You know the situation: your big essay is due tomorrow, and you still haven’t started it. Sure, you have done some planning, some brainstorming, found some quotes to include, but the actual writing of the essay has not yet begun. It’s fine, you tell yourself. If you have done the planning, the essay will practically write itself, right?

Wrong. At least for me. I can plan and plan what I want to say in an essay or an article or even a blog post before I start writing, but when all is said and done, the idea that I end up writing about can come from anywhere but the planning stage. It comes out of the act of writing itself. I know that something has to happen through the writing process that sparks an idea I can run with, and at times that’s scary. Maybe I just got lucky last time. Maybe I just happened to be sitting in the most comfortable chair in Bass last time and that’s what got my juices flowing. Who knows when inspiration will strike, or if it will strike at all.

In truth, though, I know that there is nothing like the moment when I’m typing an awful sentence and suddenly I figure out what I’m really trying to say.
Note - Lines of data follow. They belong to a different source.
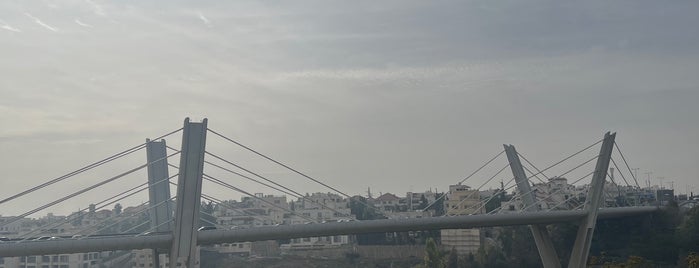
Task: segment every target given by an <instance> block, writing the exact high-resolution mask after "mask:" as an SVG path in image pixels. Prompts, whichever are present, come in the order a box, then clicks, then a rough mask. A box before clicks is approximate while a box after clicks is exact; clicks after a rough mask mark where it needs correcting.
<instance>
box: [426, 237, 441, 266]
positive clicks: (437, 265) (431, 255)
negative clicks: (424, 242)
mask: <svg viewBox="0 0 699 268" xmlns="http://www.w3.org/2000/svg"><path fill="white" fill-rule="evenodd" d="M442 257H443V256H442V252H441V251H439V248H437V243H435V242H434V239H432V238H428V239H427V244H425V259H424V263H423V265H424V267H425V268H445V267H446V266H445V265H444V260H443V259H442Z"/></svg>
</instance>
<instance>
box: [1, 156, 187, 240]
mask: <svg viewBox="0 0 699 268" xmlns="http://www.w3.org/2000/svg"><path fill="white" fill-rule="evenodd" d="M176 154H178V153H173V154H170V155H168V156H166V157H163V158H160V159H157V160H155V161H153V162H151V163H146V164H143V165H141V166H138V167H135V168H133V169H130V170H128V171H126V172H124V173H121V174H119V175H116V176H114V177H111V178H109V179H106V180H103V181H101V182H99V183H96V184H93V185H91V186H89V187H86V188H83V189H81V190H79V191H76V192H74V193H72V194H69V195H67V196H64V197H61V198H59V199H56V200H54V201H52V202H50V203H48V204H45V205H43V206H40V207H38V208H35V209H32V210H30V211H28V212H25V213H23V214H22V215H19V216H15V217H14V218H12V220H9V221H7V222H4V223H3V224H2V225H0V227H2V226H7V225H9V224H12V223H15V222H17V221H19V220H21V219H23V218H24V217H26V216H28V215H31V214H34V213H36V212H38V211H41V210H43V209H46V208H48V207H52V206H54V205H56V204H58V203H61V202H63V201H66V200H68V199H71V198H73V197H76V196H78V195H81V194H83V193H85V192H87V191H90V190H93V189H95V188H98V187H100V186H103V185H105V184H107V183H110V182H113V181H115V180H117V179H120V178H123V177H125V176H127V175H129V174H132V173H134V172H136V171H139V170H141V169H144V168H146V167H148V165H151V164H153V163H156V162H158V161H162V160H164V159H167V158H169V157H171V156H173V155H176Z"/></svg>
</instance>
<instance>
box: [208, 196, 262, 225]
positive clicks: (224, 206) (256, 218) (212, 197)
mask: <svg viewBox="0 0 699 268" xmlns="http://www.w3.org/2000/svg"><path fill="white" fill-rule="evenodd" d="M201 198H204V199H206V200H207V201H209V202H213V203H215V204H217V205H218V206H221V207H223V208H225V209H227V210H232V211H237V212H240V213H243V214H247V216H250V217H253V218H255V219H256V220H259V219H257V217H260V218H267V219H269V220H271V221H274V219H273V218H272V217H270V216H268V215H262V214H256V213H253V212H250V211H247V210H246V209H241V208H234V207H232V206H229V205H227V204H225V203H224V201H222V200H220V199H218V198H215V197H213V196H210V195H207V194H204V193H202V194H201ZM240 216H242V215H240Z"/></svg>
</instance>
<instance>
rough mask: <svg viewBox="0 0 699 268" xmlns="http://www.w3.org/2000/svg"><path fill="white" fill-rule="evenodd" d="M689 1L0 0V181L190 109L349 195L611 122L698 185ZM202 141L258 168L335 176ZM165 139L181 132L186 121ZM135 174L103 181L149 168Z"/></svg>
mask: <svg viewBox="0 0 699 268" xmlns="http://www.w3.org/2000/svg"><path fill="white" fill-rule="evenodd" d="M697 5H698V4H697V3H693V2H682V3H655V2H650V1H648V2H634V1H621V2H616V3H604V4H600V3H574V4H564V3H556V2H554V1H539V2H538V5H537V4H524V3H491V2H481V1H468V2H460V1H437V2H434V3H429V4H428V3H423V2H420V1H401V2H399V3H398V2H386V3H369V2H366V3H356V4H348V3H346V4H343V3H335V2H313V1H302V2H296V3H294V4H288V3H259V2H255V1H240V2H235V3H218V2H215V1H206V2H203V3H184V2H172V3H167V4H165V3H164V2H157V1H156V2H151V3H138V2H126V3H122V2H112V1H77V0H76V1H55V2H54V1H5V2H3V3H0V40H2V42H0V58H2V59H3V60H2V61H1V62H0V72H2V73H3V75H2V77H3V78H2V79H0V91H1V92H2V93H3V98H2V100H0V111H2V115H0V118H1V119H2V121H3V122H4V124H5V127H3V128H2V129H0V150H2V152H4V153H3V154H2V156H0V162H1V163H3V164H2V165H1V167H2V169H3V171H4V172H3V173H4V174H3V176H4V178H3V179H2V185H3V187H2V190H0V197H2V198H4V197H7V196H10V195H11V194H14V193H17V192H19V191H21V190H24V189H28V188H30V187H32V186H35V185H37V184H40V183H42V182H44V181H47V180H49V179H52V178H55V177H57V176H60V175H63V174H65V173H67V172H69V171H72V170H75V169H77V168H79V167H81V166H84V165H86V164H88V163H91V162H94V161H97V160H98V159H101V158H103V157H107V156H109V155H111V154H113V153H116V152H119V151H121V150H123V149H126V148H129V147H130V146H134V145H137V144H139V143H142V142H144V141H145V139H146V138H149V137H150V138H154V137H156V136H157V135H160V134H163V133H166V132H168V131H171V130H174V129H177V128H179V127H180V126H181V122H182V119H183V118H184V117H187V116H189V117H192V118H193V119H195V120H200V119H202V118H208V119H209V120H210V127H211V128H212V129H214V130H216V131H219V132H221V133H223V134H226V135H228V136H230V137H233V138H236V139H238V140H240V141H241V142H242V143H244V144H246V145H250V146H251V147H253V148H255V149H258V150H260V151H262V152H264V153H267V154H269V155H270V156H272V157H274V158H275V159H279V160H280V161H282V162H284V163H288V164H289V165H291V166H292V167H294V168H297V169H299V170H301V171H303V172H306V173H308V174H309V175H311V176H313V177H314V178H318V179H320V180H321V181H323V182H325V183H328V184H329V185H332V186H334V187H337V188H338V189H341V190H343V191H346V192H348V193H363V192H364V191H366V188H367V187H371V188H372V189H375V190H376V191H377V192H379V191H382V192H387V191H392V192H398V193H403V192H407V191H410V190H411V189H414V190H420V189H429V188H431V187H438V188H439V189H446V188H447V187H448V185H449V184H453V183H456V182H458V181H460V180H461V179H463V178H464V177H466V176H467V175H468V174H470V173H471V172H472V171H474V170H476V169H477V168H478V167H479V166H480V165H482V164H483V163H484V162H485V161H487V160H488V159H489V158H490V157H492V156H493V155H495V154H497V153H498V152H499V151H501V150H502V144H503V143H505V144H513V145H515V146H516V147H517V149H518V151H519V152H521V153H522V154H523V155H525V156H526V157H527V158H528V159H529V160H531V161H533V162H534V163H535V164H536V165H537V166H539V167H545V166H547V165H550V164H553V163H555V162H556V161H557V160H559V159H561V158H563V157H565V156H567V155H569V154H571V153H573V152H575V151H577V150H579V149H581V148H583V147H585V146H587V145H589V144H592V143H594V142H595V141H597V140H599V139H601V137H602V135H603V134H604V133H605V132H606V131H612V132H617V133H618V138H617V142H618V144H619V145H620V147H621V149H622V151H623V152H624V154H625V157H626V158H627V160H628V161H629V165H630V166H631V168H640V169H639V170H638V176H639V178H640V179H639V184H641V183H642V182H643V181H645V179H646V178H647V175H646V174H645V173H646V172H652V174H650V177H651V184H653V185H654V184H659V183H660V182H661V180H660V179H659V178H661V177H662V178H664V179H663V184H665V185H664V186H665V187H668V186H669V185H668V183H669V182H670V181H674V188H675V189H676V191H678V192H685V191H687V190H689V191H694V192H696V191H699V188H697V189H695V188H693V187H696V186H695V185H693V184H696V181H697V178H698V177H699V162H698V161H699V159H698V158H697V156H696V152H697V151H699V143H697V142H696V137H699V128H698V127H697V126H699V124H697V123H699V121H698V119H697V118H696V116H695V115H696V114H699V110H698V109H699V108H697V105H696V101H697V100H699V90H697V84H699V77H697V76H696V75H694V73H695V70H697V69H699V56H697V55H699V53H698V52H699V51H697V50H698V49H699V37H698V36H699V35H697V34H696V31H697V30H696V29H694V28H695V27H691V26H692V25H696V24H699V18H697V17H696V16H695V14H694V10H697ZM357 18H361V19H359V20H358V19H357ZM210 140H211V141H212V142H213V144H212V145H211V146H209V148H210V149H211V150H212V152H214V153H219V154H224V155H227V156H230V157H233V158H234V159H236V160H240V161H243V162H249V164H250V165H251V166H252V168H254V169H255V170H256V171H259V172H261V173H262V174H264V175H268V176H270V177H274V178H275V179H279V180H281V182H284V183H285V184H291V185H292V186H295V187H298V188H299V189H309V191H310V192H315V191H322V192H324V191H326V190H324V189H322V187H318V186H313V185H310V184H306V182H304V181H303V180H302V179H299V178H295V177H294V176H292V174H291V173H289V172H288V171H283V170H280V169H278V168H276V167H271V166H268V165H266V164H261V163H259V162H255V161H257V160H254V157H251V156H249V155H244V154H242V153H239V152H238V151H236V150H238V149H236V148H235V147H234V146H231V145H229V144H228V145H226V144H225V143H224V142H221V141H220V140H218V141H215V138H214V137H210ZM167 142H168V144H171V145H172V146H173V147H175V148H177V146H178V143H179V142H180V141H179V136H173V137H171V138H168V140H167ZM598 150H599V149H598V147H595V148H592V149H591V151H590V152H593V153H596V152H597V151H598ZM253 160H254V161H253ZM124 161H125V162H123V163H119V164H114V165H110V166H106V167H105V168H104V169H101V170H99V171H96V172H95V173H90V174H85V176H83V177H79V178H75V180H72V181H71V182H70V183H68V184H67V185H61V186H60V187H58V188H54V189H52V190H51V191H49V192H44V193H42V194H40V195H39V196H34V197H31V198H27V199H23V200H18V202H19V203H7V204H0V214H2V215H13V214H18V213H20V212H23V211H27V210H29V209H31V208H34V207H36V206H39V205H41V204H44V203H47V202H50V201H51V200H53V199H55V197H56V196H59V195H61V194H65V193H68V192H70V191H71V190H74V189H76V188H79V187H80V186H82V187H84V186H86V185H89V184H90V183H94V182H96V181H99V180H102V179H104V178H107V177H109V176H113V175H115V174H118V173H119V172H123V171H125V170H126V169H128V168H133V167H135V166H137V165H140V164H143V163H145V153H144V152H139V153H136V154H135V155H133V156H132V157H130V158H128V159H127V160H124ZM172 163H178V160H173V161H172ZM505 164H506V162H505V161H503V160H500V161H498V162H497V165H495V166H494V167H493V170H488V171H484V173H483V175H482V177H474V178H473V182H472V183H470V184H474V185H478V184H480V183H482V182H484V181H485V180H486V179H487V178H488V176H489V175H492V174H494V172H495V171H496V170H497V169H499V168H500V167H502V166H503V165H505ZM618 164H621V163H618ZM588 170H589V168H588ZM622 171H623V172H628V171H625V170H623V169H622ZM173 172H174V171H173ZM562 172H565V168H561V169H560V170H555V171H553V172H552V173H551V174H549V175H557V174H560V173H562ZM505 173H507V172H505ZM171 174H175V173H171ZM503 176H504V175H503ZM576 176H577V175H576ZM572 177H575V176H572ZM128 179H129V181H128V183H126V182H125V183H123V186H122V185H119V186H115V187H113V188H112V189H116V188H120V187H126V186H135V185H136V183H139V182H145V176H144V174H143V173H138V174H134V177H133V178H128ZM507 179H508V178H503V180H507ZM234 182H235V183H238V184H240V185H241V186H245V189H247V190H249V191H251V192H258V191H260V190H261V189H263V188H262V187H259V188H256V186H252V185H251V184H247V183H246V182H242V181H238V180H236V181H234ZM469 182H470V181H469ZM497 184H499V182H498V183H494V185H493V187H495V186H496V185H497ZM642 185H643V184H642ZM688 186H689V187H688ZM112 189H110V190H112ZM209 189H210V188H209ZM255 189H260V190H257V191H256V190H255ZM392 189H398V190H392ZM206 191H207V190H206V188H205V192H206ZM440 191H441V190H440ZM217 194H224V193H222V192H217ZM103 197H104V195H103V194H102V193H98V194H94V195H89V196H86V197H83V198H81V199H79V200H75V201H71V202H70V203H68V204H66V205H64V207H63V209H65V210H66V211H68V212H69V211H75V210H77V209H79V208H84V205H81V204H85V203H90V202H91V201H92V202H94V201H98V200H101V199H100V198H103ZM142 200H147V198H143V199H142Z"/></svg>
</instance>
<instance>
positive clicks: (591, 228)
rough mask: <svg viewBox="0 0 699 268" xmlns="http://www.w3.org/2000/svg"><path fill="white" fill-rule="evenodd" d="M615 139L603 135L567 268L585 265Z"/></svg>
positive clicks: (585, 264)
mask: <svg viewBox="0 0 699 268" xmlns="http://www.w3.org/2000/svg"><path fill="white" fill-rule="evenodd" d="M615 137H616V133H609V132H607V133H606V134H605V135H604V141H603V142H602V148H601V149H600V153H599V158H597V165H596V166H595V172H594V174H593V175H592V183H591V185H590V190H589V191H588V193H587V198H586V200H585V206H584V210H586V211H587V216H585V217H584V218H583V219H582V220H581V221H580V227H578V234H577V236H576V238H575V244H573V251H572V252H571V255H570V262H568V267H569V268H582V267H585V266H586V264H587V257H588V255H589V254H590V245H591V243H592V235H593V233H594V231H595V224H596V222H597V214H598V212H599V206H600V204H601V203H602V197H603V191H604V182H605V181H606V177H607V170H608V169H609V160H610V159H611V157H612V149H613V148H614V138H615Z"/></svg>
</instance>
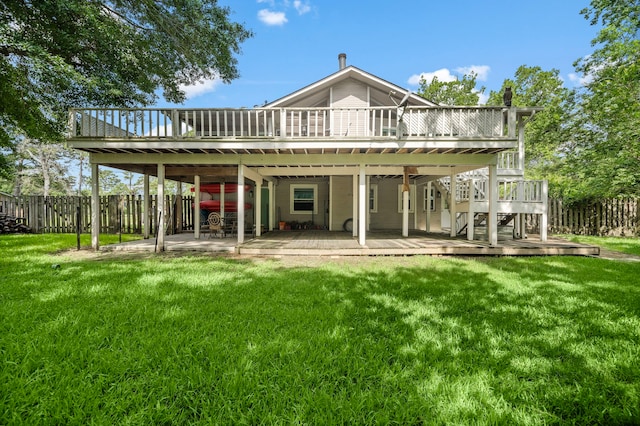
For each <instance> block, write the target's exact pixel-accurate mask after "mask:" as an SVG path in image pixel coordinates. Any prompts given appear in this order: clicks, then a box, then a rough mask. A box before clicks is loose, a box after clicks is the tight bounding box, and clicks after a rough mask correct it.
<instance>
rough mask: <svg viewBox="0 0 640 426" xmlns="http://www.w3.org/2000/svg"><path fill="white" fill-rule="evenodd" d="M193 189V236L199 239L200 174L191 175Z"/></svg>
mask: <svg viewBox="0 0 640 426" xmlns="http://www.w3.org/2000/svg"><path fill="white" fill-rule="evenodd" d="M193 183H194V185H195V189H194V191H193V194H194V197H193V237H194V238H195V239H196V240H199V239H200V226H201V225H200V175H195V176H194V177H193Z"/></svg>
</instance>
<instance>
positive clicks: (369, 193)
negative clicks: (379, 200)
mask: <svg viewBox="0 0 640 426" xmlns="http://www.w3.org/2000/svg"><path fill="white" fill-rule="evenodd" d="M369 212H371V213H378V184H377V183H372V184H370V185H369Z"/></svg>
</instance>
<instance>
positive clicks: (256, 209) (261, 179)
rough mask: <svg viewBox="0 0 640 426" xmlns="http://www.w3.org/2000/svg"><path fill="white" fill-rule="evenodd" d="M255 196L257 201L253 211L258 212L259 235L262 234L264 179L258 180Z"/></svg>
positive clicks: (257, 221) (256, 236)
mask: <svg viewBox="0 0 640 426" xmlns="http://www.w3.org/2000/svg"><path fill="white" fill-rule="evenodd" d="M253 197H254V198H253V199H254V201H255V203H254V204H255V205H254V206H253V211H254V212H255V214H256V220H255V224H256V237H259V236H261V235H262V179H258V180H256V186H255V188H254V192H253Z"/></svg>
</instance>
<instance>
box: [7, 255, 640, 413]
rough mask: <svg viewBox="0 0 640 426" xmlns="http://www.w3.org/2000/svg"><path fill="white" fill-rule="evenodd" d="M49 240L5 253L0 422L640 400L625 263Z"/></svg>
mask: <svg viewBox="0 0 640 426" xmlns="http://www.w3.org/2000/svg"><path fill="white" fill-rule="evenodd" d="M52 259H53V258H51V257H42V258H36V259H31V261H32V263H31V265H30V267H28V268H25V267H23V268H22V270H19V268H18V266H19V260H16V261H14V263H13V264H11V265H10V267H9V268H7V269H6V271H7V273H9V275H10V276H11V277H12V280H13V282H14V284H13V285H11V286H7V287H5V288H4V289H3V293H2V297H3V302H4V303H3V309H2V318H1V319H2V322H1V323H2V336H3V337H2V351H3V356H4V358H5V360H6V362H5V366H4V368H3V373H2V376H3V377H0V379H2V380H0V382H4V383H5V384H4V385H0V390H2V392H0V393H2V394H3V395H10V396H9V397H5V398H4V399H3V400H2V401H3V402H2V404H3V406H4V408H5V409H4V410H3V411H2V412H3V413H4V414H3V418H2V420H3V423H4V422H12V421H39V422H42V421H45V422H52V423H55V422H57V421H63V422H75V421H77V422H86V421H88V420H90V421H94V422H118V423H120V422H136V421H143V422H151V423H185V422H205V423H206V422H212V421H213V422H215V421H221V420H220V419H223V421H224V422H230V423H272V422H284V423H293V422H302V423H314V424H317V423H331V424H333V423H366V424H368V423H384V424H389V423H402V424H420V423H435V424H442V423H509V424H541V423H561V422H565V421H568V422H575V423H601V424H602V423H610V424H612V423H618V424H620V423H629V424H631V423H634V422H638V419H639V417H638V416H639V408H638V407H639V404H640V401H639V396H638V395H639V394H640V392H639V383H640V375H639V374H640V373H639V371H640V369H639V367H637V365H638V361H639V357H638V343H640V337H639V335H638V333H639V332H638V330H640V321H639V314H638V306H640V296H639V294H638V291H637V288H636V287H635V285H634V284H633V283H634V281H632V277H633V276H634V275H633V274H634V271H636V269H633V267H632V265H618V264H613V263H607V262H604V261H599V260H594V259H576V258H538V259H526V260H524V259H509V258H505V259H490V260H488V261H477V260H472V259H456V258H451V259H433V258H418V257H416V258H408V259H395V258H393V259H391V258H389V259H374V260H372V259H368V260H363V261H362V262H361V263H353V264H352V263H349V264H346V263H340V262H339V261H335V262H334V261H327V262H324V261H323V262H321V263H320V264H319V265H316V266H314V267H310V266H299V267H296V268H289V267H283V265H282V264H281V262H280V261H277V260H268V261H267V260H261V261H252V260H246V259H245V260H238V259H231V258H220V257H216V258H211V257H203V256H181V257H170V256H168V257H165V256H159V257H155V258H149V259H142V260H140V259H130V258H123V257H114V258H110V259H107V258H102V259H100V260H99V261H93V260H83V261H65V262H64V263H62V264H61V266H60V268H57V269H56V268H51V263H52ZM5 266H6V265H5ZM14 268H16V269H14ZM8 271H13V272H8ZM614 273H615V274H614ZM620 277H625V278H623V279H620ZM622 299H624V300H622Z"/></svg>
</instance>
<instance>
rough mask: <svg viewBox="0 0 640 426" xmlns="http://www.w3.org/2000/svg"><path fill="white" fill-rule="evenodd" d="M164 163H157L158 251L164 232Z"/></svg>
mask: <svg viewBox="0 0 640 426" xmlns="http://www.w3.org/2000/svg"><path fill="white" fill-rule="evenodd" d="M164 170H165V168H164V164H162V163H158V231H157V235H158V237H157V239H156V247H157V249H159V250H160V251H164V232H165V229H164V228H165V226H164V224H165V220H166V217H165V215H166V212H165V200H164Z"/></svg>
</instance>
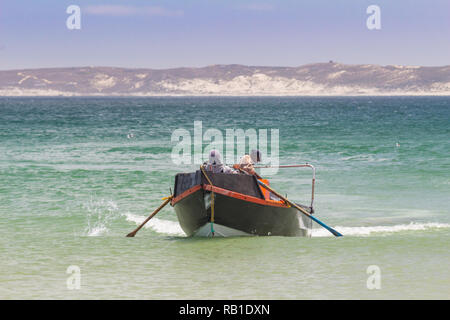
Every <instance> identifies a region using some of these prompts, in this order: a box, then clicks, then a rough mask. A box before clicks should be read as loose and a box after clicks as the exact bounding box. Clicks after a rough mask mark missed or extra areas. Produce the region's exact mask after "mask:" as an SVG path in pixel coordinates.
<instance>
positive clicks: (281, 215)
mask: <svg viewBox="0 0 450 320" xmlns="http://www.w3.org/2000/svg"><path fill="white" fill-rule="evenodd" d="M208 187H209V189H210V190H208ZM212 190H214V191H215V192H214V195H215V200H214V224H213V228H214V231H215V233H214V236H223V237H228V236H303V237H306V236H310V232H311V227H312V225H311V224H312V221H311V219H309V218H308V217H306V216H304V215H303V214H301V213H300V212H299V211H298V210H297V209H295V208H293V207H289V206H286V205H285V204H280V203H279V202H270V201H265V200H259V199H256V198H253V197H246V196H239V195H238V196H237V195H236V194H233V193H232V192H227V191H226V190H223V189H220V188H216V189H213V188H211V186H202V185H199V186H195V187H193V188H191V189H189V190H188V191H187V192H186V193H185V194H184V195H183V196H182V197H179V198H178V199H177V201H175V202H174V203H173V204H172V205H173V207H174V209H175V212H176V214H177V217H178V220H179V223H180V226H181V228H182V229H183V231H184V232H185V233H186V235H188V236H211V235H212V234H211V223H210V222H211V191H212Z"/></svg>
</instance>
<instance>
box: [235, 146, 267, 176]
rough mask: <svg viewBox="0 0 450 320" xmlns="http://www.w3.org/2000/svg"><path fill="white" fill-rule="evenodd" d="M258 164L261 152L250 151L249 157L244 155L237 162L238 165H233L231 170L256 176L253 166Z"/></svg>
mask: <svg viewBox="0 0 450 320" xmlns="http://www.w3.org/2000/svg"><path fill="white" fill-rule="evenodd" d="M258 162H261V151H259V150H252V151H251V152H250V155H248V154H246V155H244V156H243V157H242V158H241V160H240V161H239V164H235V165H234V166H233V168H234V169H236V170H239V171H244V172H246V173H248V174H250V175H256V176H258V174H257V173H256V171H255V166H254V165H255V164H256V163H258Z"/></svg>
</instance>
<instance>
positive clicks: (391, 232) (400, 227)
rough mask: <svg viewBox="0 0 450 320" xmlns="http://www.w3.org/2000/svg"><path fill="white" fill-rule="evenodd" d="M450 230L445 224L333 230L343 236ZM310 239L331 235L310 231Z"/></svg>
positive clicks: (317, 231) (360, 228)
mask: <svg viewBox="0 0 450 320" xmlns="http://www.w3.org/2000/svg"><path fill="white" fill-rule="evenodd" d="M444 228H450V224H447V223H437V222H429V223H414V222H411V223H410V224H398V225H393V226H372V227H342V226H336V227H334V229H336V230H338V231H339V232H340V233H342V234H343V235H344V236H369V235H371V234H373V233H395V232H402V231H420V230H428V229H444ZM311 236H312V237H332V236H333V235H332V234H331V233H330V232H329V231H328V230H326V229H316V228H314V229H313V230H312V235H311Z"/></svg>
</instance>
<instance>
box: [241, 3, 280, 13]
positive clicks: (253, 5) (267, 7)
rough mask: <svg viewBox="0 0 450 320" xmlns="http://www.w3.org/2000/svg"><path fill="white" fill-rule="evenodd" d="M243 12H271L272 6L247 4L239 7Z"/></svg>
mask: <svg viewBox="0 0 450 320" xmlns="http://www.w3.org/2000/svg"><path fill="white" fill-rule="evenodd" d="M240 8H241V9H243V10H250V11H272V10H273V5H271V4H269V3H249V4H246V5H242V6H241V7H240Z"/></svg>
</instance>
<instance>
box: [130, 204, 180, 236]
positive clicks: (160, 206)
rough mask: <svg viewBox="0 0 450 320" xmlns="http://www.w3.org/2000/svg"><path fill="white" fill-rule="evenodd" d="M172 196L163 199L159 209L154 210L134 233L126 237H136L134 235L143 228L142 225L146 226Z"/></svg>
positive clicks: (142, 225)
mask: <svg viewBox="0 0 450 320" xmlns="http://www.w3.org/2000/svg"><path fill="white" fill-rule="evenodd" d="M172 198H173V196H169V197H165V198H163V200H165V201H164V202H163V203H162V204H161V205H160V206H159V207H158V209H156V210H155V211H153V213H152V214H151V215H150V216H149V217H148V218H147V219H145V220H144V222H142V223H141V225H140V226H139V227H137V228H136V229H134V231H132V232H130V233H129V234H127V237H134V236H135V235H136V233H137V232H138V231H139V230H141V228H142V227H143V226H144V224H146V223H147V222H148V221H149V220H150V219H151V218H153V217H154V216H155V215H156V214H157V213H158V212H159V211H160V210H161V209H162V208H164V207H165V206H166V204H168V203H169V202H170V200H172Z"/></svg>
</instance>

And from that moment on, I’m in my sweet spot, typing away, totally absorbed in the thread of thought I’m following, and loving it. It’s a process that almost can’t happen until the deadline is so close my eyeballs are touching it, until I’m pressed against a wall and have no choice but to write. In those oddly peaceful moments after the writing has begun, the channel between my brain and my keyboard at last opens up. Those are the moments when nothing else exists but my thoughts and me, when nothing else matters but writing.